Folter von Pride-Teilnehmern Massive Ausschreitungen zum Istanbul Pride
Die LGBTI*-Gruppe und Ausrichter des Istanbuler Pride, Onur Haftası, wollte mit dem Verlesen eines Statements am vergangenen Wochenende den Pride-Monat in Istanbul beginnen – die Demonstration feiert in diesem Jahr ihr 30-jähriges Jubiläum. Bevor es allerdings zu den offiziellen Feierlichkeiten kommen konnte, wurden die Teilnehmer sowie Aktivisten von mehreren hundert Polizisten eingekreist und sollen daraufhin brutal attackiert worden sein. Mit dabei soll auch eine Spezialeinheit der Polizei, ausgestattet mit scharfer Munition und Wasserwerfern, gewesen sein, um den Beginn des Pride radikal und schnellstmöglich zu beenden. Elf LGBTI*-Aktivisten wurden festgenommen, wie Onur Haftası via Twitter schreibt und mit einem Video belegt. Die türkische Polizei soll die festgenommenen Mitglieder der LGBTI*-Organisation dabei brutal geschlagen und sogar anschließend “gefoltert“ haben. Explizit erklärten zwei trans-Aktivisten, dass die Polizei sie nach der Verhaftung im Polizeigewahrsam gefoltert und misshandelt habe. Die Gruppe Trans+Korteji veröffentlichte via Twitter Bilder, die die Übergriffe belegen sollen.
Über Twitter bekräftigten auch die Veranstalter des Istanbuler Pride dabei ihre Kampfbereitschaft: „Die Istanbuler LGBTI*-Pride-Woche ist 30 Jahre alt. Die Polizei hat LGBTI*-Menschen angegriffen und verhaftet, die sich in den Yeldegirmeni Straßen in Istanbul trafen, um den Pride-Monat zu feiern. Unser Queer-Stolz wird diese Polizeifolter besiegen! Der Countdown für den Istanbul Pride March hat gerade begonnen! Dieses Jahr werden wir Widerstand leisten! Gemeinsam sind wir stark, wir existieren weiter. Happy Pride!" Inzwischen hat die Polizei bekanntgegeben, alle Inhaftierten wieder freigelassen zu haben.
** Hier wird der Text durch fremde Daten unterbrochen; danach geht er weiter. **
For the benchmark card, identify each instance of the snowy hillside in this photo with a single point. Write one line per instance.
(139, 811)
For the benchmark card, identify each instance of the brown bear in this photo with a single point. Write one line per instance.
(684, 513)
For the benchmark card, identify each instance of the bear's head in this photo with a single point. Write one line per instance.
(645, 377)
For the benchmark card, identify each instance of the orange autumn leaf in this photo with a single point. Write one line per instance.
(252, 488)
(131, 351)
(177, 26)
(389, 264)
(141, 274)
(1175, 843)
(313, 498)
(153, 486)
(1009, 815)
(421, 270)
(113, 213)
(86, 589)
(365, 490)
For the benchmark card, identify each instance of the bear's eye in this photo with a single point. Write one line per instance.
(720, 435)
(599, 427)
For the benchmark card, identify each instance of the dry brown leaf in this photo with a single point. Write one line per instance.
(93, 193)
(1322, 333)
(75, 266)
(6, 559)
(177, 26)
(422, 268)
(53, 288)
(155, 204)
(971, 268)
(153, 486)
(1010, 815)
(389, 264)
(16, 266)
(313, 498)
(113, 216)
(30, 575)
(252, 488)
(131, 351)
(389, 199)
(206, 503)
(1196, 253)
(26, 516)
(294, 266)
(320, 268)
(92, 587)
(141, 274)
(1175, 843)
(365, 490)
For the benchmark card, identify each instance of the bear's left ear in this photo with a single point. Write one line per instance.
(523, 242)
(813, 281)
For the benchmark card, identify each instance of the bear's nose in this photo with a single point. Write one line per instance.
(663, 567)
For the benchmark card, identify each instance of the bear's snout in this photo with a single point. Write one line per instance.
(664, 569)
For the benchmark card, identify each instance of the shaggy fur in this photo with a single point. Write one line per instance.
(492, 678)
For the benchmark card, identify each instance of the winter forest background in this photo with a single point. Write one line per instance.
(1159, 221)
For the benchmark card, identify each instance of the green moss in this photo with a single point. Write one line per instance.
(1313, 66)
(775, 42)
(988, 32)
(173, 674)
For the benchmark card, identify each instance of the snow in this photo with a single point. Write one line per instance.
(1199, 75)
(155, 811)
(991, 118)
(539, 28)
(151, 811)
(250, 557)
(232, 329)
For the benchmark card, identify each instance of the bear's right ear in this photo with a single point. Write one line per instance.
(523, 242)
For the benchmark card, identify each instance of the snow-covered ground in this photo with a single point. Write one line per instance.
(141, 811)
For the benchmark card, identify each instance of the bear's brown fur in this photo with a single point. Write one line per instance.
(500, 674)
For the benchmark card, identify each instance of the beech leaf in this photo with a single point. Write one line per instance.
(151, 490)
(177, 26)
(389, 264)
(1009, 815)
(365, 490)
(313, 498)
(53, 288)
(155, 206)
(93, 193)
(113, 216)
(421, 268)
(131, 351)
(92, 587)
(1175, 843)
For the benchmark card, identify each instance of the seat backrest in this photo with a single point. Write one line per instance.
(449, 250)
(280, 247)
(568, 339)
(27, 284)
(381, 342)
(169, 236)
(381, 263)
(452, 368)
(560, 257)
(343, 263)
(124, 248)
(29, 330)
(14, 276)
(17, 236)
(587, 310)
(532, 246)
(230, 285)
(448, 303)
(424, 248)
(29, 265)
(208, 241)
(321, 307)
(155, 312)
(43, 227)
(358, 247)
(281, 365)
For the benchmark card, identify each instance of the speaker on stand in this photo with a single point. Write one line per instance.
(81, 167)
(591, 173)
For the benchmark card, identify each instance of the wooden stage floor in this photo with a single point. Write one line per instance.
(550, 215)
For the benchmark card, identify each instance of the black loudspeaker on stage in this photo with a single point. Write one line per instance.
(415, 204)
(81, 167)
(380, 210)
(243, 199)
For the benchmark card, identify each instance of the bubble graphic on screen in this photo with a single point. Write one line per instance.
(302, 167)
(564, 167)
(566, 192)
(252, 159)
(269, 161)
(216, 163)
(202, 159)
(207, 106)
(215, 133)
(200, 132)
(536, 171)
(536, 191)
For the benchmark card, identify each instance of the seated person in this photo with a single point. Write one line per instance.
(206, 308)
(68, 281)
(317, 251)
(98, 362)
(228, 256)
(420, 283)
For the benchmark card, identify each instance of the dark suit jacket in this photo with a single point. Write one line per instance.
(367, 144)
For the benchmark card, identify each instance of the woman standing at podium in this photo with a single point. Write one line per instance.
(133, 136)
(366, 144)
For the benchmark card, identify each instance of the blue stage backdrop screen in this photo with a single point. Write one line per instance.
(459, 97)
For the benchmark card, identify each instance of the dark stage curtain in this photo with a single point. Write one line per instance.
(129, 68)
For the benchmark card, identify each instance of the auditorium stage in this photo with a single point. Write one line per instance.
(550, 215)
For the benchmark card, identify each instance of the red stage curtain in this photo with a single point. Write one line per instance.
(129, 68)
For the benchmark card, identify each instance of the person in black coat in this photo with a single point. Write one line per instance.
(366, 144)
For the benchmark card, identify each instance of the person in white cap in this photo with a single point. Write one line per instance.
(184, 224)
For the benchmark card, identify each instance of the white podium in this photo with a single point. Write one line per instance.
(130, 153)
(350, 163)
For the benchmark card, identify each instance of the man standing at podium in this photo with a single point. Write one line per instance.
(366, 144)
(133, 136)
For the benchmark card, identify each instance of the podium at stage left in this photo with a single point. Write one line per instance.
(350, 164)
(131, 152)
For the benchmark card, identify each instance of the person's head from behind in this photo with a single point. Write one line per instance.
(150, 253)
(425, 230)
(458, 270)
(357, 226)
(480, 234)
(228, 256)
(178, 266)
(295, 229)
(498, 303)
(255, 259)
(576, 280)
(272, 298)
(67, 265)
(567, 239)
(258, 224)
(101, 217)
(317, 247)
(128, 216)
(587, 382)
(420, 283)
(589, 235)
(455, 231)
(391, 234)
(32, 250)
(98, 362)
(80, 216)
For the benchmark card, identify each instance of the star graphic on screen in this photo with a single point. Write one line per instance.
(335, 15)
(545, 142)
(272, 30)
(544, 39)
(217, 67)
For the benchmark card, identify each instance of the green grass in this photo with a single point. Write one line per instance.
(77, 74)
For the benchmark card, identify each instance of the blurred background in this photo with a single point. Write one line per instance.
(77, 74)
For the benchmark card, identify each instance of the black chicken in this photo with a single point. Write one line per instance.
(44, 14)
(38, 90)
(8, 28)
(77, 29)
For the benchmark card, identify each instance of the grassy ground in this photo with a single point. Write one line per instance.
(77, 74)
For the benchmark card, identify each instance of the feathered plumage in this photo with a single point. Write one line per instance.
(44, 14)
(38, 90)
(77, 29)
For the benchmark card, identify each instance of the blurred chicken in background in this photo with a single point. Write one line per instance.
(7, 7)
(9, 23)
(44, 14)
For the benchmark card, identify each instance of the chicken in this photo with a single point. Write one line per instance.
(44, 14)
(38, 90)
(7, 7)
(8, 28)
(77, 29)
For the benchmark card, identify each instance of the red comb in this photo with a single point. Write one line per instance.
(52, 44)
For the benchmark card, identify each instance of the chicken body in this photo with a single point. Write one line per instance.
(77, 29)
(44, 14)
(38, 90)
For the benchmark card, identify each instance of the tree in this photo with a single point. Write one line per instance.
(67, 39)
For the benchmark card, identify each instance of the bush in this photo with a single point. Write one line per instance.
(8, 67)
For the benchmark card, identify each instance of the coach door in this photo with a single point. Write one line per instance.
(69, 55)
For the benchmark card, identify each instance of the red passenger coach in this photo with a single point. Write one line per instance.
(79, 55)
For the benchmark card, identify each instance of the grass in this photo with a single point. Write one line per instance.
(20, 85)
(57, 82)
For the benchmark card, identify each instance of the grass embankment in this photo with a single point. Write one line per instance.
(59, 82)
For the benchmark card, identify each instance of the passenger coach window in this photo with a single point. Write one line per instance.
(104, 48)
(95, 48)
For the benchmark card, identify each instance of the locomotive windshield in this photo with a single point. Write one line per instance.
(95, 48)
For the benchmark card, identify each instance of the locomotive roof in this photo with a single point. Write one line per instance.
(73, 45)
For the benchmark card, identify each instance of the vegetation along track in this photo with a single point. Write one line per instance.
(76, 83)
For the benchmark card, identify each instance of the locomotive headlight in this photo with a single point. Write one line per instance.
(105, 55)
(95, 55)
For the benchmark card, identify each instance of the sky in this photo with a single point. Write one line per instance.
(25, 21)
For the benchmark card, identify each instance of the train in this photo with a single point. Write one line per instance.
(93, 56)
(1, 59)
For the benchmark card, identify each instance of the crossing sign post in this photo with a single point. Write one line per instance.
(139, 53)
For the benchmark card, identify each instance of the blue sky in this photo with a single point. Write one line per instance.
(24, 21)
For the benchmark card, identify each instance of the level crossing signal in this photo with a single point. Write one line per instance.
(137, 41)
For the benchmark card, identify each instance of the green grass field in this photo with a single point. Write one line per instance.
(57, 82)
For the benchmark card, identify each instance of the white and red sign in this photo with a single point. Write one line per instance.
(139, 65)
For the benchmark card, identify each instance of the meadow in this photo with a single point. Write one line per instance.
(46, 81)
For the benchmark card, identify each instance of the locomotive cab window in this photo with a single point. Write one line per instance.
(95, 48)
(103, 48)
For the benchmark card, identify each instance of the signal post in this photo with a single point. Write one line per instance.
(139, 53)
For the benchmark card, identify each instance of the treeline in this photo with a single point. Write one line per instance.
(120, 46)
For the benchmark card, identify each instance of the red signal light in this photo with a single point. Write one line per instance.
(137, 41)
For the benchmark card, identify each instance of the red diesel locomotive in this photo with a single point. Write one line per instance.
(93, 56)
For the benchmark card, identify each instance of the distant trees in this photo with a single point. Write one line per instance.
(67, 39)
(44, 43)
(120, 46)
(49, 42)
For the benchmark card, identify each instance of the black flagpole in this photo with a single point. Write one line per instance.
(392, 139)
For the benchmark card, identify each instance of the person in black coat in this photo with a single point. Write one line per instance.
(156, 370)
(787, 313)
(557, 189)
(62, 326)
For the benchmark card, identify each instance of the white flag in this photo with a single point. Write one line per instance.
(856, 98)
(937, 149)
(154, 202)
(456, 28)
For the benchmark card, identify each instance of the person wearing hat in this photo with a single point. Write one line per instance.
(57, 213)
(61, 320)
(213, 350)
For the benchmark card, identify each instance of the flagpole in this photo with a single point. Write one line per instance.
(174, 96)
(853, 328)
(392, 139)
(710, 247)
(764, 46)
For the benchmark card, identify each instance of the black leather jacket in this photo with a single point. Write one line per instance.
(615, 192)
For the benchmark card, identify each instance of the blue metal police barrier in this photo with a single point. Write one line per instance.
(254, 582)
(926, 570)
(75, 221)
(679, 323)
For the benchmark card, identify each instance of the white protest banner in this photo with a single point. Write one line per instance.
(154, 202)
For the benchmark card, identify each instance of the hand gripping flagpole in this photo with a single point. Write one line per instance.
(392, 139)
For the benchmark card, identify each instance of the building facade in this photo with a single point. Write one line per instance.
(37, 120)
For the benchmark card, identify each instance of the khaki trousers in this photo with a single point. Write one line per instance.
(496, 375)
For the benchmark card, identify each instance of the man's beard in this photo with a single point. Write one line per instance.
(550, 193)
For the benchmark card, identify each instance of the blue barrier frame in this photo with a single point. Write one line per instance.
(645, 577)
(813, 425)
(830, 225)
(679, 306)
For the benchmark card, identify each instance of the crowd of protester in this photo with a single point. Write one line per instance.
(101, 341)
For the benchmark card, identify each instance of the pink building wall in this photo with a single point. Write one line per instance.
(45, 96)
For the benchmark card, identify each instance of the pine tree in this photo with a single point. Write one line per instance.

Die LGBTI*-Community in der Türkei sieht sich seit Jahren brutalen Angriffen von Seiten der Regierung und der Polizei ausgesetzt, teilweise werden Veranstaltungen immer wieder aus fadenscheinigen Gründen kurzfristig abgesetzt. Der offizielle Istanbul Pride soll dieses Jahr Ende Juni stattfinden, ob es dazu wirklich kommt, ist indes vollkommen offen. Bereits im letzten Jahr war die Demonstration kurzfristig wenige Stunden zuvor abgesagt worden, da sie gegen die “Moral“ verstoßen würde. Polizisten hatten Tränengas und Plastikgeschosse eingesetzt, um Teilnehmer zu vertreiben. Die wahren Hintergründe für die Angriffe auf die Community dürfte darin begründet sein, dass die LGBTI*-Bewegung die Jahre zuvor immer mehr an Fahrt aufgenommen hatte, beim letzten großen Pride im Jahr 2014 waren über 100.000 Besucher gekommen. Türkische LGBTI*-Organisationen wie Kaos GL erklärten, dass es in der Türkei inzwischen einen radikalen Wandel der Regierungspolitik gegenüber LGBTI*-Menschen gibt und der Staat der gesamten queeren Community “den Krieg erklärt“ hat.
Angeheizt wird die negative Stimmung zudem auch vom türkischen Präsidenten Recep Tayyip Erdogan, der die LGBTI*-Community immer wieder aufgrund ihres „westlichen Lebensstils“ diffamiert hat und – wie auch anderenorts in Ungarn oder Polen – stets betonte, mit seiner Politik nur Kinder und Jugendliche schützen zu wollen.